Maybe I'm softening in my old age.  Although maybe not, because I definitely forgot how Danglars' story ended and when I got to it, I was like, "This is it?! He keeps $50,000 livres and goes on his merry way?? This is bull#$%!" For real though, what the fuck.  Danglars basically engineered the whole damn thing, and he has no conscience, so appealing to one is a wasted effort.  I think the Count just ran out of steam there.  To be fair, Villefort's madness would leave a real bad taste in your mouth, but again, nothing that happened to these people was anything other than the result of their own evils, all brought home to roost. Yes, they could have lived undamaged lives if not for the Count, but simply because you are not caught being bad does not make you a good person.

 I also was paying much closer attention to the lesbian storyline this time around because last time I was kind of like, "Huh, that's kind of gay" and this time, I was like, "I'm pretty sure Dumas knew what the fuck he was doing with those two women."  If not, then, I mean, he's really good at writing lesbians accidentally.  

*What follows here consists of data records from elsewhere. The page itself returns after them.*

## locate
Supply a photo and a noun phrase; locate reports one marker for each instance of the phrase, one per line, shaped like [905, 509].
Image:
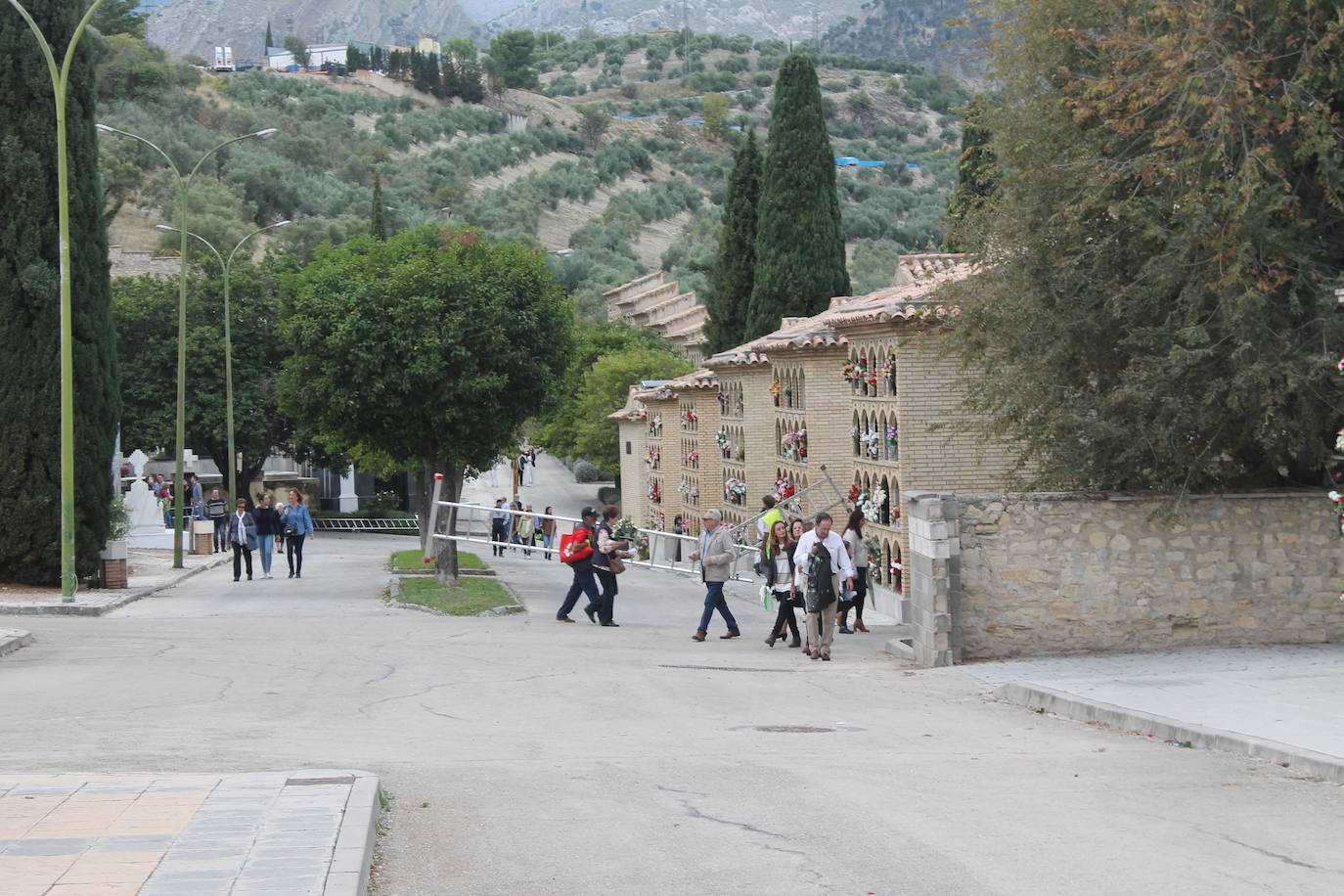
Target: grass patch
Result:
[414, 560]
[468, 598]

I read this while sailing around Greenland, which was great, because I had both plenty of time, and also (as a book I'd previously read) not so much invested in it that I wasn't able to do other things on the ship.  Honestly, I said I always get new things out of it each time I read it, but I keep re-reading it because I get the same things out of it too: entertainment, drama, REVENGE, guilt, sorrow, love, and epic-ness.  Whatever else Dumas may have been, he was a hell of a story-teller.